A win for Israel
By Joseph C. Harsch
Washington
There is nothing like a decisive military victory to settle some (few) kinds of things.
Israel has won a decisive military victory. Apparently it is as quick and decisive as the one of 1956.
It has settled two matters.
It has proved conclusively that Israel is still a much more modern and efficient military power than the combined Arab states living around Israel.
It has demonstrated that the Soviet Union is not prepared to risk its “détente” with the United States for the sake of the cause of the Arabs against Israel.
Restraint ineffective
We know now that throughout the Mideast crisis Moscow and Washington were in constant communication and Washington had reason to believe that Moscow did not want the Arab-Israel issue to break out into open hostilities.
There is a third but more tentative conclusion to be drawn.
Neither Washington nor Moscow wanted hostilities.
Both did what they thought they could do to restrain the quarreling sides.
But what was done was not effective.
Moscow could not persuade Cairo to forgo the effort to make good its blockade of the Gulf of Aqaba.

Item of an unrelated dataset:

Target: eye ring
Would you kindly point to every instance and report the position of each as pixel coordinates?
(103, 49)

Washington could not persuade Israel that the reopening of the gulf could be assured by any means other than Israel’s own armed forces.
In each case there was a special reason for the failure.
Two miscalculations
Moscow is in no position to give orders to Egypt. It can encourage. It can advise. But it could not order. Besides, although Egypt is a client of Moscow in power politics, it is not a satellite. Egypt is anti-Communist by faith. It lives in a different culture from Moscow.
Washington can advise Israel. And Washington can exercise some influence on Israel. But it cannot order and require obedience where Israel’s sense of its own security is concerned.
There are, obviously, two miscalculations which led up to the crisis. Moscow must have underestimated President Nasser’s reach. Had he been satisfied to reoccupy Egyptian soil without the blockade he probably would have been sitting today upon a substantial prestige victory. The blockade was his undoing.
And if Washington had appraised correctly the temper of Israel it would have undertaken to break the blockade itself. In that case Arab resentment would be no worse than it is now, and the shooting would have been avoided.
But this victory, like all military victories, leaves new problems to be faced.
This is the third Arab-Israel war in less than 20 years. Must we accept the prospect of another Arab-Israel war every 10 years, indefinitely? Is there no peace between these now hostile people?
Meshing policies
The most helpful step would be a change in the Moscow-Washington relationship which would deprive any country in the area of the temptation of trying to play one superpower off against the other.
Both have now been through another affair which could have led into another confrontation between the United States and the Soviet Union. It need not have happened, had they been able to reconcile their Middle East policies.
It would be expecting the millennium to expect any such meshing of Moscow-Washington policies in the immediate future. But it is something to know that both were conscious of the importance of avoiding that confrontation and did keep in communication through the crisis.